The first image is using sub-pixel anti-aliasing, which is takes advantage of the way the RGB sub components of an LCD monitor happen to line up. You can see this by using "DigitalColor Meter", or any other utility, to zoom in on the pixels.

The second image is using full-pixel anti-aliasing, which is 3x blockier, but works on non-LCD displays and LCD displays which use a different sub-pixel ordering.

At least in Mac OS X 10.6, this is controlled by the Appearance control panel and the "Use LCD font smoothing when available". The key is "when available". The OS must correctly detect when your display is an LCD.

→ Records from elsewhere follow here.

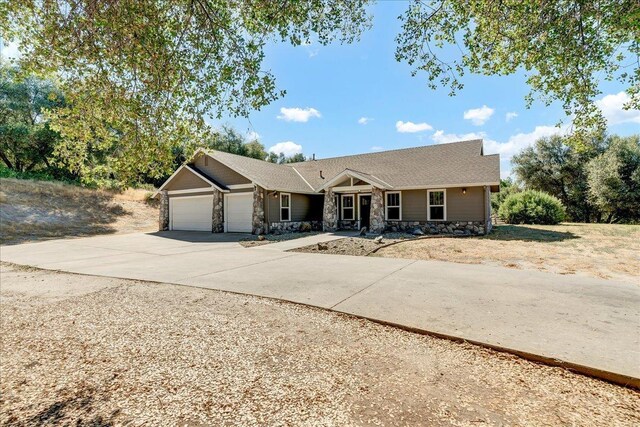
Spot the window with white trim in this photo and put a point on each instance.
(437, 210)
(348, 210)
(393, 206)
(285, 207)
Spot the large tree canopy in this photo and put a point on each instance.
(566, 47)
(140, 75)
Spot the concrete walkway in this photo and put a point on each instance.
(581, 320)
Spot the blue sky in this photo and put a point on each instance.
(332, 87)
(348, 99)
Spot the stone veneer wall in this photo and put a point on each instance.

A peculiar quirk that I've noticed is that if you change that setting, it does not immediately change the fonts already on the screen. You have to at least close and reopen a window, sometimes quit and restart an application, for the new setting to apply.

My guess is that you have "LCD font smoothing" turned on, but you are moving back and forth between a display which OS X recognizes as an LCD and one which it does not.


This is OSX "Text Smoothing" I believe.

In "General" preferences, the last option is to turn off text Smoothing for font sizes below a certain size. I guess that value has changed to one higher than your current font size.

  • I have it set to the lowest - 4, but it doesn't seem to change anything when I turn it on and off. Commented Jan 14, 2012 at 23:24

My brand new Samsung C49RG90 (5K) connected in Picture-by-Picture mode with the two display-port outputs of my MacBook Pro exhibited awful fonts. I found out that by simply reducing the default sharpness setting of the monitor from 60 to 50 fixed everything - no need to tweak AppleFontSmoothing or CGFontRenderingFontSmoothingDisabled.

If your monitor has a sharpness setting, try to tweak that.


Have you per chance enabled any specialized settings via the Developer Tools? Such that your computer would now be showing HiDPA resolutions? You can verify quickly by going into System Preferences > Displays and you can see what kind of resolution setting your computer is using.

  • No I haven't changed anything. I'm using my monitor's native 1920x1200. It seems to happen in all applications that I restart, so something must've changed since I last rebooted my MacBook. Commented Jan 14, 2012 at 13:06
  • Very likely, have you tried restarting the computer and reseting the PRAM (NVRAM)? Maybe that would reset your computer back to defaults. Otherwise you could see if the issue occurs under another user on your computer/test account.
    – Andrew U.
    Commented Jan 14, 2012 at 13:10
  • I was just going to recommend a new user account as Andrew does.
    – Richard
    Commented Jan 14, 2012 at 14:08
  • I've actually did a complete system wipe, reformatted the whole disk, reinstalled and the issue still persists. I didn't recover any backups, just made a clean install of Snow Leopard and direct upgrade to Lion. Commented Jan 15, 2012 at 12:11

In our case with LG HDR WQHD display we needed to uncheck High Dynamic Range in display settings.